La presentación de resultados del trabajo adelantado por la Misión Rural, que busca la transformación del campo colombiano, volvió a poner de presente el cúmulo de desafíos que tiene el país en esta materia. Tal como dijo su director, el exministro José Antonio Ocampo, el propósito es saldar una deuda histórica, cuyo saldo se expresa en males como pobreza, desigualdad y violencia.
Aunque todavía faltan varias puntadas y la inclusión de diversas estrategias en el Plan de Desarrollo de la administración, hay mucho por hacer. No solo se requieren políticas de Estado con visión de largo plazo, sino un enfoque integral que comprenda aspectos sociales y ambientales. Es importante que las estrategias se construyan desde el territorio de manera participativa y que la visión sea lo más amplia posible.
En la medida en que se haga la tarea será posible no solo cerrar las inmensas brechas que hoy distancian al campo de la ciudad, sino contar con un sector competitivo. Ello exige no solo recursos, sino una profunda reforma institucional que obedezca a criterios de eficiencia.

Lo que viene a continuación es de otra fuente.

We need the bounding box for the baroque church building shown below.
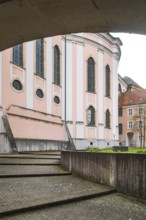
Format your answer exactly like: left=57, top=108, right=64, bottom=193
left=0, top=33, right=122, bottom=153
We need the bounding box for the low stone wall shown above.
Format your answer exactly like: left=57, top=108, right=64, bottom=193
left=61, top=151, right=146, bottom=199
left=16, top=139, right=67, bottom=152
left=0, top=133, right=12, bottom=153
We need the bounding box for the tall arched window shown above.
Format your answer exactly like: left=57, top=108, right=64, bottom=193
left=105, top=65, right=110, bottom=97
left=13, top=44, right=23, bottom=66
left=36, top=39, right=44, bottom=77
left=105, top=109, right=110, bottom=128
left=87, top=57, right=95, bottom=92
left=54, top=45, right=60, bottom=85
left=87, top=106, right=95, bottom=126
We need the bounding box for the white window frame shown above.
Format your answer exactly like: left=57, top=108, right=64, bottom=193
left=128, top=108, right=133, bottom=116
left=128, top=121, right=133, bottom=129
left=138, top=107, right=144, bottom=115
left=138, top=120, right=144, bottom=128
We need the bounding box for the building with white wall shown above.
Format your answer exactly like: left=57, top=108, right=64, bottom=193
left=0, top=33, right=122, bottom=153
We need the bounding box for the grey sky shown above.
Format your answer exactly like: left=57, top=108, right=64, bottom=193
left=111, top=33, right=146, bottom=89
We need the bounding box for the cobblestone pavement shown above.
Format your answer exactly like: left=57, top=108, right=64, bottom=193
left=0, top=165, right=70, bottom=176
left=0, top=175, right=114, bottom=214
left=0, top=158, right=60, bottom=165
left=1, top=152, right=146, bottom=220
left=1, top=193, right=146, bottom=220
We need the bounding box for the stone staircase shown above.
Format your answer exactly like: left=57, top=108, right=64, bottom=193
left=0, top=151, right=116, bottom=218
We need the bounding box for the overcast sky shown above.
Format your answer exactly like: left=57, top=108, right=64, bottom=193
left=111, top=33, right=146, bottom=89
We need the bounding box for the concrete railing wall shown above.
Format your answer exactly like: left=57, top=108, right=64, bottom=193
left=61, top=151, right=146, bottom=199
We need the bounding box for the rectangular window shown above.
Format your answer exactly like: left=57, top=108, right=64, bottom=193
left=128, top=108, right=133, bottom=116
left=139, top=135, right=143, bottom=142
left=128, top=121, right=133, bottom=129
left=119, top=123, right=123, bottom=134
left=138, top=120, right=143, bottom=128
left=138, top=107, right=144, bottom=115
left=118, top=108, right=123, bottom=116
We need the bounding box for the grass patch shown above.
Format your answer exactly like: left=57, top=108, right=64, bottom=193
left=88, top=147, right=146, bottom=153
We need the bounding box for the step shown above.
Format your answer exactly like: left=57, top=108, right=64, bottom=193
left=0, top=165, right=71, bottom=177
left=0, top=158, right=61, bottom=165
left=0, top=175, right=116, bottom=216
left=0, top=154, right=61, bottom=159
left=19, top=151, right=61, bottom=156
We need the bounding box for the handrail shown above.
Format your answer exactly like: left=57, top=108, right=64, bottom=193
left=65, top=124, right=76, bottom=150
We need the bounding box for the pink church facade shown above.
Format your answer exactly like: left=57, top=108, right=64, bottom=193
left=0, top=33, right=122, bottom=153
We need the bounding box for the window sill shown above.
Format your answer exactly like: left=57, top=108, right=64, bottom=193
left=86, top=91, right=96, bottom=94
left=10, top=61, right=25, bottom=70
left=52, top=82, right=62, bottom=88
left=105, top=96, right=111, bottom=99
left=34, top=73, right=46, bottom=80
left=86, top=125, right=96, bottom=127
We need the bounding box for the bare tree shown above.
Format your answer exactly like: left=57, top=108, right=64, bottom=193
left=132, top=105, right=146, bottom=148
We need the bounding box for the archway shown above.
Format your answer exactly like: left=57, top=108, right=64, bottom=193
left=1, top=0, right=146, bottom=50
left=127, top=132, right=134, bottom=147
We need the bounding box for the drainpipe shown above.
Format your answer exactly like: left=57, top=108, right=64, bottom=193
left=64, top=35, right=67, bottom=125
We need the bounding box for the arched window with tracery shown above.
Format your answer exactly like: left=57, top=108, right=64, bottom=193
left=105, top=65, right=110, bottom=97
left=54, top=45, right=60, bottom=85
left=87, top=57, right=95, bottom=92
left=13, top=44, right=23, bottom=66
left=36, top=39, right=44, bottom=77
left=105, top=109, right=110, bottom=128
left=87, top=106, right=95, bottom=126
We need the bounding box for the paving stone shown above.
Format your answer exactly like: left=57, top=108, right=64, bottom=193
left=1, top=193, right=146, bottom=220
left=0, top=175, right=114, bottom=214
left=0, top=152, right=146, bottom=220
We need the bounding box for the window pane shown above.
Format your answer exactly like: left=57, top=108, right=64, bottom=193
left=128, top=108, right=132, bottom=115
left=128, top=121, right=133, bottom=129
left=36, top=39, right=43, bottom=77
left=87, top=106, right=95, bottom=126
left=106, top=109, right=110, bottom=128
left=13, top=44, right=23, bottom=66
left=105, top=65, right=110, bottom=97
left=118, top=108, right=123, bottom=116
left=54, top=46, right=60, bottom=85
left=119, top=123, right=123, bottom=134
left=87, top=58, right=95, bottom=92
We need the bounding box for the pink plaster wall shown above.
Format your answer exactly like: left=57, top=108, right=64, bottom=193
left=7, top=105, right=64, bottom=140
left=1, top=33, right=120, bottom=146
left=2, top=50, right=26, bottom=112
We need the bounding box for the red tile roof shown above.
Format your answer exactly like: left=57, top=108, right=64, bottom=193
left=119, top=89, right=146, bottom=106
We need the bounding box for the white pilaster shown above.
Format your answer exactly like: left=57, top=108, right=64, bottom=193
left=112, top=58, right=119, bottom=141
left=46, top=38, right=53, bottom=114
left=76, top=43, right=84, bottom=138
left=66, top=41, right=72, bottom=121
left=76, top=44, right=83, bottom=121
left=0, top=52, right=2, bottom=106
left=26, top=42, right=34, bottom=109
left=98, top=50, right=104, bottom=139
left=62, top=37, right=65, bottom=120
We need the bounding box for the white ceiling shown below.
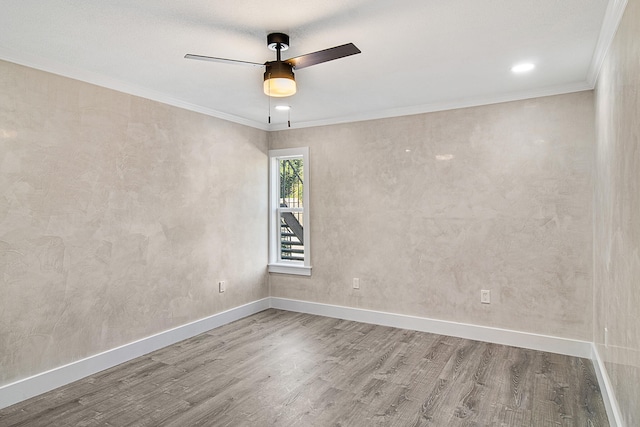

En la rueda de prensa del martes quedó claro que hay que comenzar por lo más urgente. Al respecto, el director del Departamento Nacional de Planeación, Simón Gaviria, señaló que el tema de la tierra es crítico. De acuerdo con la Misión, solo el 36,4 por ciento de los hogares rurales tiene acceso a esta, mientras que entre quienes poseen una propiedad, más del 59 por ciento se encuentra en informalidad por diversos factores como las dificultades para legalizar sus títulos.
Semejante realidad requiere poner manos a la obra. En tal sentido, la reciente radicación en el Congreso del proyecto de ley por medio del cual se crean las Zonas de Interés de Desarrollo Rural y Económico, que permitirían el establecimiento de proyectos asociativos, es una oportunidad que no se puede desaprovechar.
Sin desconocer que la iniciativa serviría para que se exploten los baldíos mediante el mecanismo de concesión, sin que el Estado ceda la propiedad, esta no soluciona los problemas que vienen de atrás. Aquellos comienzan por el limbo actual que surgió por la interpretación de la Ley 160 de 1994 y que puso en entredicho los derechos de un número inmenso de propietarios de buena fe. Para los conocedores, hay unos 620.000 predios, de todos los tamaños, afectados por un signo de interrogación.
Debido a ello, es indispensable comenzar por darle certeza jurídica al campesino y al empresario. En la medida en que la titularidad de un terreno no se encuentre bajo sospecha, será más sencillo para su dueño integrarse a las corrientes de la formalidad y tener acceso al crédito o la asistencia técnica.
Todo esto debe formar parte de una política agraria incluyente, en donde quepan los distintos modelos que permitan la asociatividad entre pequeños, medianos y grandes propietarios. Lo que resulta relevante es que se responda al principio de progresividad que, de manera reiterada, la Corte Constitucional ha expresado en diferentes fallos, sobre mejorar las condiciones de vida de la población rural.
Al respecto, es fácil hacer demagogia. La opinión es terreno fértil para quienes quieren pescar en río revuelto y afirman que de lo que se trata es de enmendarle la plana a los terratenientes. Los debates en torno a ciertas adquisiciones en la Orinoquía están frescos en la mente de la ciudadanía, pero no deberían llevar al Gobierno a rehuir el debate.
La razón es que si se trata de concretar el revolcón que el campo necesita, no basta con definir lo que se puede hacer de ahora en adelante. También hay que atar los cabos sueltos y el más importante es el de reconocerle a quien haya heredado, comprado o recibido terrenos, que es dueño de su parcela. El sistema, por supuesto, debe estar blindado contra los criminales, pero no puede haber duda alguna de que el acertijo de la tierra en Colombia debe resolverse.